Daarom heeft Vodafone Liberty Global benaderd om tot samenwerking te komen. Als testcase zou de Nederlandse Liberty Global-dochter Ziggo, op zich ook al een fusieproduct tussen Casema en UPC, kunnen dienen. Een fusieverzoek werd ingediend bij de Europese Commissie en dit werd goedgekeurd. Nu wil Vodafone de samenwerking met lokale aanbieders in Europa verder gaan uitrollen, maar haast heeft het bedrijf niet hiermee. Ook hoeft die samenwerking niet per se met Liberty Global te zijn. Zo werkt Liberty Global in België op dezelfde manier al samen met KPN-dochter Base en moet Vodafone dus op zoek naar een andere partij. In Nederland is Vodafone door de samenwerking met Ziggo nu de grootste speler na KPN. De andere aanbieders zijn T-Mobile en Tele2, maar de eerste wil weg uit Nederland en de tweede is verlieslatend.

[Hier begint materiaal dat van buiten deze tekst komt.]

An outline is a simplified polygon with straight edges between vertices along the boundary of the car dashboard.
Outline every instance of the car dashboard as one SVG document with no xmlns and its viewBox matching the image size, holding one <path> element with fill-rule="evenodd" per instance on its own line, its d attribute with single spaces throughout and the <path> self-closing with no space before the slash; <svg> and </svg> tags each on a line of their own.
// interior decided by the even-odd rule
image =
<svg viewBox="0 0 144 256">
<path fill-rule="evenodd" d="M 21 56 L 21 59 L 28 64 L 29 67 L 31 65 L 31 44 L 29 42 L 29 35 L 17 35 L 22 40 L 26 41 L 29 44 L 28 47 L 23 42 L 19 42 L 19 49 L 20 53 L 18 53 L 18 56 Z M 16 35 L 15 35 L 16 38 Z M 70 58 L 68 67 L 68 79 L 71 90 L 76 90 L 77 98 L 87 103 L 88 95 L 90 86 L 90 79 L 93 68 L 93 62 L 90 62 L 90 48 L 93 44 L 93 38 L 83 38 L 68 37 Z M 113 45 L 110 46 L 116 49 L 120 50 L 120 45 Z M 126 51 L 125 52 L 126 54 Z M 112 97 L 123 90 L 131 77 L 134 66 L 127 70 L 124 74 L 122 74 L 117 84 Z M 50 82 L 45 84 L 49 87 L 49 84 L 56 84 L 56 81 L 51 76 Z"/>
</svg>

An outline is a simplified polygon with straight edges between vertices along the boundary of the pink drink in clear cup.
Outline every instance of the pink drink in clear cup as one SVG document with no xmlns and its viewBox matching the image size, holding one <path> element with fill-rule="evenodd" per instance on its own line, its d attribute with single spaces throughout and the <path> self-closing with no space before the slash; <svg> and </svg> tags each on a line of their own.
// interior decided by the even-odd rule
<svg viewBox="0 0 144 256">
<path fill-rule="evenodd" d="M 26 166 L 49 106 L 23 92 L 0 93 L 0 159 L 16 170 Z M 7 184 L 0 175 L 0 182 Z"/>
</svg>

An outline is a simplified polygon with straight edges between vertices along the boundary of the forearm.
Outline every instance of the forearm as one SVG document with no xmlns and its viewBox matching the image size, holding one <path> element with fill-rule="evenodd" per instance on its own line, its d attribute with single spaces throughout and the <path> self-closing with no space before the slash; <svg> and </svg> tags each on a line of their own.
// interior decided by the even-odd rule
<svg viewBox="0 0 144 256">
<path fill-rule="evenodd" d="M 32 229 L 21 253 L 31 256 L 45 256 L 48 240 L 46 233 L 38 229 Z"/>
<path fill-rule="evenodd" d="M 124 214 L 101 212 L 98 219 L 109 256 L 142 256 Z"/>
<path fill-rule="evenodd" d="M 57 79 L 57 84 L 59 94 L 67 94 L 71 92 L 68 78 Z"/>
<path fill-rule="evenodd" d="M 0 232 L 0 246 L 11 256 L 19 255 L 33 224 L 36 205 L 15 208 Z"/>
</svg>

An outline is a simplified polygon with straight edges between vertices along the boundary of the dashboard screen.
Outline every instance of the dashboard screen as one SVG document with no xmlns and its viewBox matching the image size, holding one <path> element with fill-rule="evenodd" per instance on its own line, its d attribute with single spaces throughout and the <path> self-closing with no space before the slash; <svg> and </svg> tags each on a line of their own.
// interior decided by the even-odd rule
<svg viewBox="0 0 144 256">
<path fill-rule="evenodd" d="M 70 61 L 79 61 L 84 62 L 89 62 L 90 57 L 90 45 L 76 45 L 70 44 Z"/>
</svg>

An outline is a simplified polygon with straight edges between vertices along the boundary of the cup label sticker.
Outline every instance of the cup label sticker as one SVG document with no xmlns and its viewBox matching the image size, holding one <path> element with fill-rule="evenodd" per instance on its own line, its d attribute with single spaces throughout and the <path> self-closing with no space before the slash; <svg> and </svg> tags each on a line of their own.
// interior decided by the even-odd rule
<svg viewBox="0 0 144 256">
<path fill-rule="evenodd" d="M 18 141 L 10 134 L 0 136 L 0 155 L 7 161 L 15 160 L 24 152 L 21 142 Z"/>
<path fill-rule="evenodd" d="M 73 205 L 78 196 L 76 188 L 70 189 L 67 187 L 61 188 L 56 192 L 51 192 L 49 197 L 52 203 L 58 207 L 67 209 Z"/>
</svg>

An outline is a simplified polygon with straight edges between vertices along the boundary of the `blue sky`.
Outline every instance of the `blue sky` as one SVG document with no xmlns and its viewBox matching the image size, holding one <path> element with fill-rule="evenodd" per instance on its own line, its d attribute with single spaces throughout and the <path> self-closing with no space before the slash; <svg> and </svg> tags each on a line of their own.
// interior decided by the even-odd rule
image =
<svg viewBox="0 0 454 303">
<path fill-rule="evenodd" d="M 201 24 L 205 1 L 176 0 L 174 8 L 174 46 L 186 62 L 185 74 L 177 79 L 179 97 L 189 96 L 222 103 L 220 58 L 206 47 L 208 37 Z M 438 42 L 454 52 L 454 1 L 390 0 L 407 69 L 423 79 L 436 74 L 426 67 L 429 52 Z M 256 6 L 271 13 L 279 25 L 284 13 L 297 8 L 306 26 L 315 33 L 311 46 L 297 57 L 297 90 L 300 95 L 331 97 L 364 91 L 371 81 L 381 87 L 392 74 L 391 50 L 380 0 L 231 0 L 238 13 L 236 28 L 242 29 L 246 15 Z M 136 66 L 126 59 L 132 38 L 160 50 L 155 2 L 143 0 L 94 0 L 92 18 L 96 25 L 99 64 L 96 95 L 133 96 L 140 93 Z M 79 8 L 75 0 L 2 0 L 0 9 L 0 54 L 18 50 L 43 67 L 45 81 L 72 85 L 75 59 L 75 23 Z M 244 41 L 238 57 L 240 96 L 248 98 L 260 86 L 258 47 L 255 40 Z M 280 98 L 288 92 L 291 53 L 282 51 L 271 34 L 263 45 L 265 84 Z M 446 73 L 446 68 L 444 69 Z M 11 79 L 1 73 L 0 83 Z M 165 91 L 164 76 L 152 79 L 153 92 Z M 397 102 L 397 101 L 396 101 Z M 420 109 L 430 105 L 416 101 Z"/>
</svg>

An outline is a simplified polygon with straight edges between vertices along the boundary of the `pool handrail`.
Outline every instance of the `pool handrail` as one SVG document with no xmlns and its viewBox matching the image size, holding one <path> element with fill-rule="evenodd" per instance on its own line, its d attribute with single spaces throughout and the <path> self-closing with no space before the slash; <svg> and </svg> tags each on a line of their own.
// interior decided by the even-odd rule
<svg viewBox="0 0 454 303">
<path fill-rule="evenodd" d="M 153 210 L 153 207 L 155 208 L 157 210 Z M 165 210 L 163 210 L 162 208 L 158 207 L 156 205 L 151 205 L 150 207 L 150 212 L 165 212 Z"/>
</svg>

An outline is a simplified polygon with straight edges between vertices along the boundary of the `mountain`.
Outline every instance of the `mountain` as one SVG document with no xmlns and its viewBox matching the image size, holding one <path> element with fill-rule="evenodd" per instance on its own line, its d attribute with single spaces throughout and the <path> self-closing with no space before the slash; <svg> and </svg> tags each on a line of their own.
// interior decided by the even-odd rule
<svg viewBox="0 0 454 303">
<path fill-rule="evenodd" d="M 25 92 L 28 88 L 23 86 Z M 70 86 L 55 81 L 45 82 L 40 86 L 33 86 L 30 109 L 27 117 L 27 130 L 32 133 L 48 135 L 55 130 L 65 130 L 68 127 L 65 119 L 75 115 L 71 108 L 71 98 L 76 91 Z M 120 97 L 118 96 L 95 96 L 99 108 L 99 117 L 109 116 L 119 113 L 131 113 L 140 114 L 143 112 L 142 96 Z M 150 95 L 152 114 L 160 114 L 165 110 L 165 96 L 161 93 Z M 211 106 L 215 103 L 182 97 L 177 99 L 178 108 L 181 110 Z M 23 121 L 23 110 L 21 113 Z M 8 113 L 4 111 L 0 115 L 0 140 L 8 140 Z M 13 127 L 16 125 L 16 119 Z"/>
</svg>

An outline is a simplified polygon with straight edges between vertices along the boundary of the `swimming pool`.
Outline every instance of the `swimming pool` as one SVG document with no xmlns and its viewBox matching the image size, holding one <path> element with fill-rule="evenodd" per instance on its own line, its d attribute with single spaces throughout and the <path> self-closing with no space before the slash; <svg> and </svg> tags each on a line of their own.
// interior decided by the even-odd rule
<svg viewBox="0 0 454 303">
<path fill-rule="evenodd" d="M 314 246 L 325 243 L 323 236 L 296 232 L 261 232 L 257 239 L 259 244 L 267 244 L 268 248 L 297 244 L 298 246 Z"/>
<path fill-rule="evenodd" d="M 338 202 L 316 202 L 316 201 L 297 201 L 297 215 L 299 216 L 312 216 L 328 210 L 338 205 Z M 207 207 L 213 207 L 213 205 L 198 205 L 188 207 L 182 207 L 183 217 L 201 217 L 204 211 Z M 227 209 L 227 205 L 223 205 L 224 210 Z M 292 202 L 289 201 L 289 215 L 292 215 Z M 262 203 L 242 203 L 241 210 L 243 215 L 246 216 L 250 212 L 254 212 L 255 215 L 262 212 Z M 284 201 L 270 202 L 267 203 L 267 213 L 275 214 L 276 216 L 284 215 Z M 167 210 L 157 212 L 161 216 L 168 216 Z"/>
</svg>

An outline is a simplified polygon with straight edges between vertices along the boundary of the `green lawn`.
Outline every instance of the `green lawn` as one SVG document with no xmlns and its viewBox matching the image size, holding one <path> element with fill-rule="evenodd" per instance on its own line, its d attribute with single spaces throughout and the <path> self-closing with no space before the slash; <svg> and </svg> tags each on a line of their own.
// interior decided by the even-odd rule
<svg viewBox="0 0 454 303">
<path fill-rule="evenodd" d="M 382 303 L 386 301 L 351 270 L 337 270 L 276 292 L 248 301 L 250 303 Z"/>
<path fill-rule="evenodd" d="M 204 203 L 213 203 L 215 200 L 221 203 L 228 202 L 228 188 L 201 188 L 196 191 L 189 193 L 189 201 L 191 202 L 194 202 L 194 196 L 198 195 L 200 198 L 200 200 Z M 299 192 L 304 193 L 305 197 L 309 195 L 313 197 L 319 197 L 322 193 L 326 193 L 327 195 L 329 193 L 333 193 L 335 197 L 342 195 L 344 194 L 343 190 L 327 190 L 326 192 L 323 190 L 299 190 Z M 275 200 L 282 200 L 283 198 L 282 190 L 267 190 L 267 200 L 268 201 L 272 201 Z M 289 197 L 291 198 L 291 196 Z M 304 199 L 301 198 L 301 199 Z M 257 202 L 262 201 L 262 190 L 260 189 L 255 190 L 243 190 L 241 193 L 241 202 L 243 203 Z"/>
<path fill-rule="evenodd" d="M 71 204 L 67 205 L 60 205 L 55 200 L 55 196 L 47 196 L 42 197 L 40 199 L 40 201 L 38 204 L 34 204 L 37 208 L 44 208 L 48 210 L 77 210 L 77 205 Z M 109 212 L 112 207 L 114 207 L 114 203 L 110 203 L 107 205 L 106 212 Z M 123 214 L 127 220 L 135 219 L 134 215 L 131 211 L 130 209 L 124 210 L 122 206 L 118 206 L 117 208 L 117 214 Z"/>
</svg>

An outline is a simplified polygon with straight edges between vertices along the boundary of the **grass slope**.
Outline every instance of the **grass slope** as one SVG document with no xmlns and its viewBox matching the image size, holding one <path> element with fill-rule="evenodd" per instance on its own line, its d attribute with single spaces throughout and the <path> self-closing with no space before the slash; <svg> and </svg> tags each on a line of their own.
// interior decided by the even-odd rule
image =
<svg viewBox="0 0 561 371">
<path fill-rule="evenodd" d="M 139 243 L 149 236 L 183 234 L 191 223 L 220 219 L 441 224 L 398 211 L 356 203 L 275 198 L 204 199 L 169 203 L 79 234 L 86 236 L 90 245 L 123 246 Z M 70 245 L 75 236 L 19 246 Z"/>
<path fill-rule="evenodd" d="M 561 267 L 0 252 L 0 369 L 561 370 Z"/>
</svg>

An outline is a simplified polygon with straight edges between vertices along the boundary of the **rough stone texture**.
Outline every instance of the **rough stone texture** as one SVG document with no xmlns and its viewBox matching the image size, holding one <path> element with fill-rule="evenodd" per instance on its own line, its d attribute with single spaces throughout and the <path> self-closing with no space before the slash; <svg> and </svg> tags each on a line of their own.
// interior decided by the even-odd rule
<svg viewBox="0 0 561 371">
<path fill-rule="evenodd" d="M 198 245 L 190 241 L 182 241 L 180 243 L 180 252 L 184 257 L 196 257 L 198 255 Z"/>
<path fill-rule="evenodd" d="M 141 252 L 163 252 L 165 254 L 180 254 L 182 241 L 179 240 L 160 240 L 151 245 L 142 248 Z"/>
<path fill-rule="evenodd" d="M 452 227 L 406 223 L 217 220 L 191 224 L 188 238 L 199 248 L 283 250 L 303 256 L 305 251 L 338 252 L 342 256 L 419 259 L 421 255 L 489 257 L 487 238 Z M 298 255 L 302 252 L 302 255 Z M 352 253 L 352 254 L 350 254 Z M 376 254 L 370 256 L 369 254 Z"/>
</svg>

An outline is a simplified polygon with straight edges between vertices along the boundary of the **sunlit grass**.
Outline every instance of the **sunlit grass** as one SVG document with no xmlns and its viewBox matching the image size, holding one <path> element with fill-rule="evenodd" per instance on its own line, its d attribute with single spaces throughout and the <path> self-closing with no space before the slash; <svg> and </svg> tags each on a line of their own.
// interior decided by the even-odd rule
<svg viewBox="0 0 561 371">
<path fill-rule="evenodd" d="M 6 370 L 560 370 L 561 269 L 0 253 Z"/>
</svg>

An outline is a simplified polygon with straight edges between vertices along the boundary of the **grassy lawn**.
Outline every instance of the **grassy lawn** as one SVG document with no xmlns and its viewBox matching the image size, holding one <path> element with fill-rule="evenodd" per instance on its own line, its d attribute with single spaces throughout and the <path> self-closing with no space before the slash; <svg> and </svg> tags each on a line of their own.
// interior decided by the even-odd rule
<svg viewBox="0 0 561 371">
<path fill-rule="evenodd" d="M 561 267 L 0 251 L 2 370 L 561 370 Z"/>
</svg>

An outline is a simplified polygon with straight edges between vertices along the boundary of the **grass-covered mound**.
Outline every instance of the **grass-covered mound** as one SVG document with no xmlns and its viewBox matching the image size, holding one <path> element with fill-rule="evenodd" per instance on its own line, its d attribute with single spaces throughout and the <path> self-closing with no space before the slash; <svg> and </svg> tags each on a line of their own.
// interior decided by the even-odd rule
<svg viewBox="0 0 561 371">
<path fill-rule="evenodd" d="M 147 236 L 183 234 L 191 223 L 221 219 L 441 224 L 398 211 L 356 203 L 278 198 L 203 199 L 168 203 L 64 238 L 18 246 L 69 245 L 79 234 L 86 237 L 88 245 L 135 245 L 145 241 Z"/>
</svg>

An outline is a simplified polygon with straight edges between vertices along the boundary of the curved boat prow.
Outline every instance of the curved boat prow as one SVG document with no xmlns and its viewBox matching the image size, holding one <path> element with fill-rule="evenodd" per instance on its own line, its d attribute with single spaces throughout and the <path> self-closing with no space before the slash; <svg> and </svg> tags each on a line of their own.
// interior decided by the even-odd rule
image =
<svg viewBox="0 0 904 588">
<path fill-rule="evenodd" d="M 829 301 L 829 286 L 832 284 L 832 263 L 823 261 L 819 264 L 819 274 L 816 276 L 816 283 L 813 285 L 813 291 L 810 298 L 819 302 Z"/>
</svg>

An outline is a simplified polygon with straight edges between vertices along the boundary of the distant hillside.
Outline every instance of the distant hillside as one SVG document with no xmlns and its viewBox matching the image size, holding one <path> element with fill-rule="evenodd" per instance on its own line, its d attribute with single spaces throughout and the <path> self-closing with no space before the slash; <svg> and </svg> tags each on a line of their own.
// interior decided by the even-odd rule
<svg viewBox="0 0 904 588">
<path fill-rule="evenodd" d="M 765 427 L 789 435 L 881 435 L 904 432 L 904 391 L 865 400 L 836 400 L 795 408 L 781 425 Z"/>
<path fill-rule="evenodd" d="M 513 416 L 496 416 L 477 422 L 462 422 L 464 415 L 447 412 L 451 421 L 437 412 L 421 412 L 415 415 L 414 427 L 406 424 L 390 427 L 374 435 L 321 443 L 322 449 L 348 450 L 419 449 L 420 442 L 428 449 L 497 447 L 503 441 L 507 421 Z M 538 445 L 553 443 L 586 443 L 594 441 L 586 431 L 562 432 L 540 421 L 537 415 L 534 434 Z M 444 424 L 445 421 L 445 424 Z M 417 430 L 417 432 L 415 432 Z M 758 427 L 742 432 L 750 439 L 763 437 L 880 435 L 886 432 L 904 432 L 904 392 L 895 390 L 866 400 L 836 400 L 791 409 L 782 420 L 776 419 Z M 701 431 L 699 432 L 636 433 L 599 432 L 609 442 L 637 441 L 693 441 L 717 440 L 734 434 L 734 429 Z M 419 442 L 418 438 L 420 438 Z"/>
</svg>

Een andere groeimarkt van Vodafone is Afrika. Daar zijn simpele betaaldiensten via SMS, je betaalt met beltegoed of met de lokale valuta, mateloos populair. Afrika ontbeert een fijnmazig bankennetwerk en vele inwoners hebben geen bankrekening. Dit is opgevangen door bankdiensten via de mobiele telefoon af te gaan wikkelen. In de sub-Sahara regio en dan vooral in Kenia in samenwerking met Safaricom, waarvan Vodafone 35 procent eigenaar is, is Vodafone de belangrijkste speler met haar systeem M-Pesa.
Een dergelijk systeem werd onlangs ook getracht op te zetten in India als initiatief van de Indiase overheid. Hierin deden alle telefoonmaatschappijen mee (ook Vodafone). Helaas is dit niet van de grond gekomen. Er wordt nu gewerkt aan een tweede poging door de bezwaren van de eerste poging weg te nemen. Vodafone onderzoekt overigens of het de Indiase divisie apart naar de beurs zal brengen. Gaat dit door, dan zal er vermogen worden vrijgespeeld. Nadere informatie volgt, aldus de bestuursvoorzitter Vittorio Colao tijdens de presentatie van de kwartaalcijfers. Onlangs nam Vodafone in de India de Indiase telecomactiviteiten van Telenor over.
De afgelopen 5 jaar is de winst per aandeel 23,1 procent afgenomen door de hoge investeringen die Vodafone, net zoals alle grote telecommers, heeft moeten doen in het verbeteren van het netwerk in o.a. glasvezel en hogere internetsnelheid. Bovendien moesten er hoge (veiling)bedragen betaald worden aan overheden om überhaupt over een netwerk te kunnen beschikken. Ook werden ze door overheden verplicht om concurrenten toe te laten op hun netwerk, waardoor de winstmarge verschraalde.
Hoewel overheden een belangrijk stempel op de winstontwikkeling van Vodafone blijven houden, zijn de belangrijkste kosten wel gemaakt en is het tijd om te gaan oogsten. Analisten, geraadpleegd door Bloomberg, verwachten voor Vodafone de komende drie jaar een gemiddelde winstgroei van 16,5 procent. Daarnaast zou er nog valutawinst kunnen worden gehaald, daar het Britse pond na het referendum over de Brexit met ongeveer 15 procent is gedaald. Gecombineerd met een dividendrendement van ruim 5 procent is dat volgens mij voldoende reden om positief te zijn over het aandeel.
Auteur heeft privé geen positie, cliënten van Fintessa hebben het aandeel Vodafone in portefeuille. De redactie heeft geen positie in de genoemde effecten.